While Marsha P. Johnson’s exact role in the riot is contested, her connections to the first Pride and her organizing work for communities and against the capitalist prison state, illustrate the gross divergence of corporate pride from the first Pride’s roots in resistance, anti-capitalism, pro-community, pro-wellness, pro-sex workers, and (surprise!) pro-trans & queer Black and Brown people, especially.
Given this history. Given our history. Given our current context and the devastation capitalism inflicts on queer and trans BIPOC communities. Given the power and agency we have to come together to build real communities and imagine worlds that are Pro-Black, Pro-Brown, Pro-community, Pro-wellness, Pro-sex workers, Pro-accessibility, Pro-migrant, Pro-trans, and Pro-queer.
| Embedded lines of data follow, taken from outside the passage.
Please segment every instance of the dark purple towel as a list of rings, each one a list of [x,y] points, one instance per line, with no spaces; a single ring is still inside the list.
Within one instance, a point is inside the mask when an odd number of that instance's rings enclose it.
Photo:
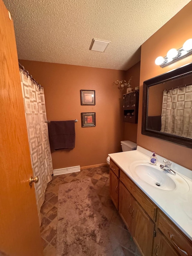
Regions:
[[[74,149],[75,121],[51,121],[48,125],[51,147],[55,149]]]

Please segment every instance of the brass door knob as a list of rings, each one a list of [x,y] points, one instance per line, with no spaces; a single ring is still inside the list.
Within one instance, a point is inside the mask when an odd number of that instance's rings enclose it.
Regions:
[[[29,181],[29,185],[32,186],[33,182],[34,182],[34,183],[37,183],[38,181],[39,181],[39,177],[38,176],[36,176],[34,179],[33,179],[32,176],[31,176]]]

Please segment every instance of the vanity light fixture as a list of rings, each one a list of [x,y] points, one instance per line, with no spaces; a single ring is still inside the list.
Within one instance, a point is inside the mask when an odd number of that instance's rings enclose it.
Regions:
[[[164,58],[158,57],[155,61],[156,65],[161,68],[164,68],[178,60],[182,59],[192,54],[192,38],[187,40],[183,44],[182,47],[176,50],[174,48],[168,51],[167,55]]]

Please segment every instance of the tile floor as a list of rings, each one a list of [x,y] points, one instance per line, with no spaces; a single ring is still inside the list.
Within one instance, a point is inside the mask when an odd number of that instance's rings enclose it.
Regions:
[[[106,214],[113,226],[125,256],[140,255],[109,196],[109,166],[84,169],[80,172],[52,176],[47,185],[41,208],[40,227],[44,256],[55,256],[59,185],[89,177],[95,185]],[[74,255],[76,256],[76,255]]]

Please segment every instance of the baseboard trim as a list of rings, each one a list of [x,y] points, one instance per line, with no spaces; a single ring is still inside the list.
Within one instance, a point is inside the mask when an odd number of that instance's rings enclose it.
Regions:
[[[53,170],[53,176],[58,175],[70,173],[76,173],[80,171],[80,166],[72,166],[71,167],[66,167],[65,168],[61,168],[60,169],[55,169]]]
[[[94,168],[94,167],[99,167],[99,166],[104,166],[104,165],[108,165],[107,163],[104,163],[103,164],[93,164],[92,165],[88,165],[87,166],[83,166],[81,167],[81,170],[82,169],[87,169],[88,168]]]

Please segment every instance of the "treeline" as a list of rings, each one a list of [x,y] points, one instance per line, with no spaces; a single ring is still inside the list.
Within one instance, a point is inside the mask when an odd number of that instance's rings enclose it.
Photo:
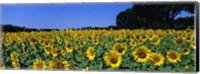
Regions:
[[[31,32],[31,31],[52,31],[52,30],[59,30],[59,29],[35,29],[35,28],[26,28],[26,27],[19,27],[12,24],[1,24],[1,31],[2,32]]]
[[[121,28],[185,29],[194,28],[194,17],[176,17],[185,11],[195,14],[194,3],[137,3],[121,11],[116,16],[116,24]]]

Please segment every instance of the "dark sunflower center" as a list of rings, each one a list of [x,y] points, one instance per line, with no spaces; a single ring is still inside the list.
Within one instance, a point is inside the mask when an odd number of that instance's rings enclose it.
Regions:
[[[116,49],[119,53],[122,53],[124,51],[124,48],[121,45],[117,45]]]
[[[114,55],[111,56],[111,58],[110,58],[110,62],[111,62],[111,63],[116,64],[117,61],[118,61],[118,58],[117,58],[116,56],[114,56]]]
[[[171,53],[171,54],[170,54],[170,57],[171,57],[172,59],[176,59],[176,58],[177,58],[177,56],[175,55],[175,53]]]
[[[138,56],[139,56],[140,58],[145,58],[145,57],[146,57],[146,53],[143,52],[143,51],[139,51],[139,52],[138,52]]]

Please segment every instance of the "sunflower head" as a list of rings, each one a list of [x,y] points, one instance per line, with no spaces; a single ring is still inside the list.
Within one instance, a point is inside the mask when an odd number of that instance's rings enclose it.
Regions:
[[[14,69],[20,69],[19,62],[12,62],[12,65],[13,65]]]
[[[177,63],[178,61],[181,61],[181,55],[175,50],[169,50],[166,57],[170,63]]]
[[[183,43],[183,39],[181,37],[174,38],[173,41],[178,45],[181,45]]]
[[[159,45],[159,43],[160,43],[160,37],[158,35],[153,35],[153,37],[150,38],[150,41],[154,45]]]
[[[45,70],[46,67],[46,63],[42,59],[36,59],[33,63],[33,69],[35,70]]]
[[[50,70],[69,70],[70,65],[68,61],[61,61],[58,58],[55,58],[54,60],[49,61],[48,65]]]
[[[88,71],[89,67],[85,67],[84,69],[82,69],[83,71]]]
[[[140,34],[136,34],[136,35],[134,35],[134,38],[135,38],[136,40],[139,40],[139,39],[141,39],[141,35],[140,35]]]
[[[117,51],[111,50],[105,54],[104,61],[107,66],[111,66],[112,68],[119,68],[122,63],[122,55]]]
[[[117,52],[119,52],[120,54],[124,55],[126,52],[126,44],[125,43],[116,43],[113,46],[113,49]]]
[[[66,51],[68,53],[72,53],[72,51],[73,51],[73,45],[71,43],[67,43],[66,44]]]
[[[184,55],[188,55],[188,54],[190,53],[190,49],[188,49],[188,48],[183,48],[183,49],[182,49],[182,52],[183,52]]]
[[[92,38],[92,42],[97,45],[99,43],[99,37],[98,36],[94,36]]]
[[[164,64],[165,58],[159,53],[151,53],[150,62],[155,66],[161,66]]]
[[[131,41],[130,41],[130,45],[131,45],[132,47],[135,47],[135,46],[137,45],[137,42],[136,42],[135,40],[131,40]]]
[[[150,59],[150,53],[151,50],[149,48],[147,48],[146,46],[140,46],[133,50],[132,56],[137,62],[146,63]]]
[[[51,52],[52,46],[51,45],[45,45],[44,46],[44,52],[49,55]]]
[[[189,67],[188,65],[185,65],[185,66],[184,66],[184,69],[185,69],[185,70],[188,70],[188,69],[190,69],[190,67]]]
[[[94,50],[94,48],[93,47],[89,47],[88,49],[87,49],[87,57],[88,57],[88,59],[89,60],[94,60],[94,58],[95,58],[95,56],[96,56],[96,52],[95,52],[95,50]]]
[[[183,40],[186,41],[186,42],[192,42],[193,36],[185,36],[185,37],[183,37]]]
[[[192,47],[192,49],[195,50],[195,49],[196,49],[195,43],[194,43],[194,42],[191,42],[191,43],[190,43],[190,47]]]
[[[75,48],[79,54],[82,54],[82,46],[80,44],[77,44]]]

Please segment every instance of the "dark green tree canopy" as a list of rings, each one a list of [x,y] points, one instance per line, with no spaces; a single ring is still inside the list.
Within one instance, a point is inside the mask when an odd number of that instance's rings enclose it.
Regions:
[[[117,15],[116,24],[122,28],[175,28],[175,17],[181,11],[194,13],[194,3],[134,4]]]

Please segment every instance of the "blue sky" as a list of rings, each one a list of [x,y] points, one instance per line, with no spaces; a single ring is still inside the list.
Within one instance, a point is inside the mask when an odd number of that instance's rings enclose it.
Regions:
[[[130,7],[131,3],[7,4],[2,5],[2,23],[38,29],[107,27]],[[177,18],[191,15],[182,12]]]

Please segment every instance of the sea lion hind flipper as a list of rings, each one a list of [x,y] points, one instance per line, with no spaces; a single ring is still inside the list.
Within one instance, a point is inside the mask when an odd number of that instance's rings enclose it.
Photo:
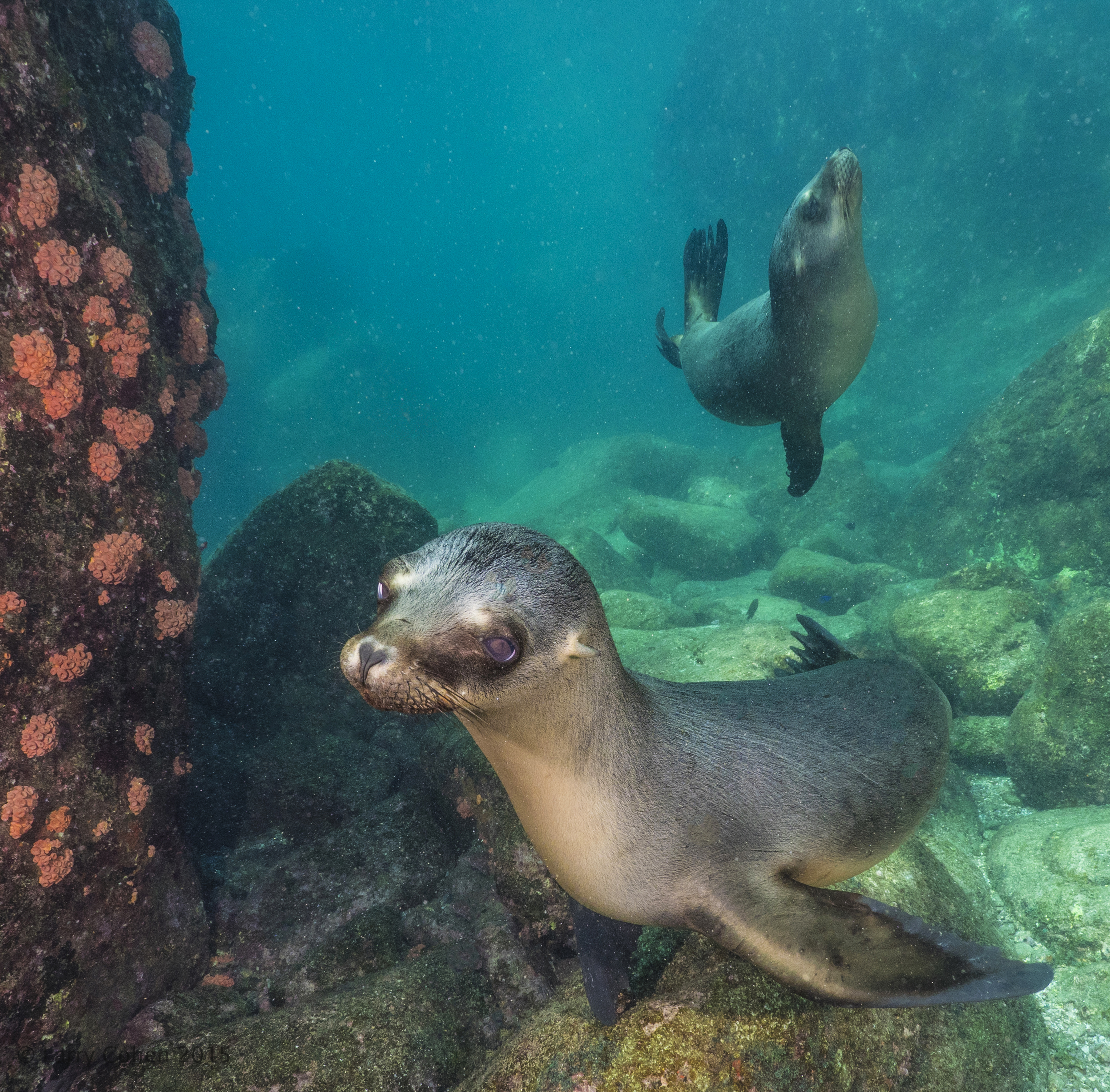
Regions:
[[[1000,1001],[1037,993],[1052,981],[1048,963],[1007,959],[997,948],[864,894],[779,876],[744,884],[729,902],[713,928],[696,916],[687,923],[790,989],[830,1004],[912,1009]]]
[[[683,362],[678,355],[678,343],[682,341],[682,334],[678,337],[670,337],[667,334],[667,327],[663,324],[664,318],[666,318],[666,312],[659,307],[659,313],[655,316],[655,336],[659,340],[659,352],[666,357],[668,364],[682,367]]]
[[[695,322],[716,322],[720,309],[720,292],[725,284],[728,262],[728,229],[717,221],[717,237],[713,228],[695,229],[683,250],[683,274],[686,280],[686,333]]]
[[[617,997],[628,989],[632,954],[643,927],[606,918],[574,899],[571,918],[589,1010],[598,1023],[610,1028],[617,1022]]]
[[[775,675],[799,675],[801,671],[816,671],[819,667],[842,664],[856,659],[856,654],[848,651],[824,626],[818,625],[808,615],[795,615],[806,630],[799,634],[790,630],[790,636],[799,641],[801,648],[791,648],[793,659],[786,660],[785,667],[776,667]]]
[[[791,497],[804,497],[821,475],[825,443],[821,439],[821,417],[787,417],[783,421],[783,447],[786,451],[786,471],[790,484],[786,492]]]

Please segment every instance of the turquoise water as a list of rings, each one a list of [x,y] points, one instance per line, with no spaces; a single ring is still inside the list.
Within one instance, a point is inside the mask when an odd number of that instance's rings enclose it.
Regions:
[[[231,390],[194,506],[211,544],[329,457],[441,518],[588,437],[744,457],[655,348],[689,230],[723,311],[859,155],[879,296],[825,443],[911,463],[1107,302],[1099,3],[179,4],[190,200]],[[771,428],[776,426],[770,426]]]

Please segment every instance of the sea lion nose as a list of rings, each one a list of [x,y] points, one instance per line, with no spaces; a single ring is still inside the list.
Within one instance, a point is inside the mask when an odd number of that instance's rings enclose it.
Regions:
[[[367,637],[359,643],[359,674],[365,684],[366,676],[372,667],[384,664],[389,658],[389,653],[379,645],[373,637]]]

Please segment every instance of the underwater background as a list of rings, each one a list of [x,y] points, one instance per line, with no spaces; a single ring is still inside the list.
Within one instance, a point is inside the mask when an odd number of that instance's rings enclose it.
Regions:
[[[212,545],[324,458],[477,518],[597,435],[743,455],[655,347],[726,220],[723,314],[794,194],[864,171],[879,330],[825,443],[914,463],[1104,305],[1098,2],[179,6],[190,184],[234,381]],[[468,514],[468,515],[467,515]]]
[[[1110,1092],[1108,55],[1087,0],[0,0],[0,1092]],[[842,145],[879,324],[795,498],[655,315],[718,216],[763,293]],[[914,660],[942,787],[836,887],[1051,984],[649,927],[599,1023],[475,740],[340,669],[487,520],[629,671]]]

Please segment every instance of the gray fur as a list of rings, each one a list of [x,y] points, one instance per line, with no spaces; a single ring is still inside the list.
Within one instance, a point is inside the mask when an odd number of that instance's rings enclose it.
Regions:
[[[746,683],[630,674],[582,566],[506,524],[452,532],[383,579],[404,586],[347,641],[344,673],[380,708],[428,711],[432,695],[455,712],[584,907],[697,929],[838,1004],[989,1000],[1050,981],[1045,964],[813,886],[890,853],[939,789],[951,714],[915,665],[858,659],[807,625],[806,655],[829,666]],[[514,664],[483,654],[497,635],[519,644]]]
[[[770,251],[770,290],[717,321],[724,222],[692,233],[684,254],[686,323],[670,338],[656,316],[663,355],[680,366],[709,413],[736,425],[781,422],[789,492],[820,474],[821,417],[867,358],[878,322],[864,261],[862,173],[847,148],[794,199]],[[716,295],[714,296],[714,290]]]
There is not room for corporations in our Pride.
So here are a few alternative ideas to honor the season (and note: these are things that we can and should be doing ALL.YEAR.LONG (if we want to). Because in our lives, every day is queer as fuck) :
1. Have a queer dinner party celebration. Invite your favorite queers over (or out to your favorite POC-owned spot) for an evening of celebrating yourselves. Take the opportunity to adorn yourself and dress up. Pop some bubbly and treat yourself like the magical human you are. Celebrate your community and yourself.
2. Attend queer dance parties/events (centered on BIPOC) Attend one of these in Portland, Oakland, or New York.
Oakland: SWAGGER LIKE US
Portland: Peaches and Cream: Pride Edition
New York: PAPI JUICE Vol. 40: Miss Thing
Or host your own!
3. Read books by queer and trans writers of color This could look like: getting a group of folks together to read the same book and then discuss; getting together with friends and silently reading together; or just reading on your own and/or journaling about it during or after
4. Watch queer films View them on your own, host a screening for friends or attend a community screening like this one at Ori Art Gallery in Portland,Oregon
5. Visit queer art shows/galleries/exhibits or make your own queer art
6. Have sex with other rad queers and/or yourself
7. Host a writing group and/or gathering
Here’s a Gathering Guide for Queer Liberation that we published after the Pulse shooting in 2016 and are bringing back for this year’s June Issue.
8. Give yourself time to reflect and breathe outside; connect with the earth
9. Any fucking way you want.
Isn’t that part of the beauty of being queer? We live our lives in the context that feels true and authentic to us. We don’t fit any prescribed mold. We can do whatever we want. So go to the parade, don’t go to the parade. Do any of the things above, or don’t! We love you.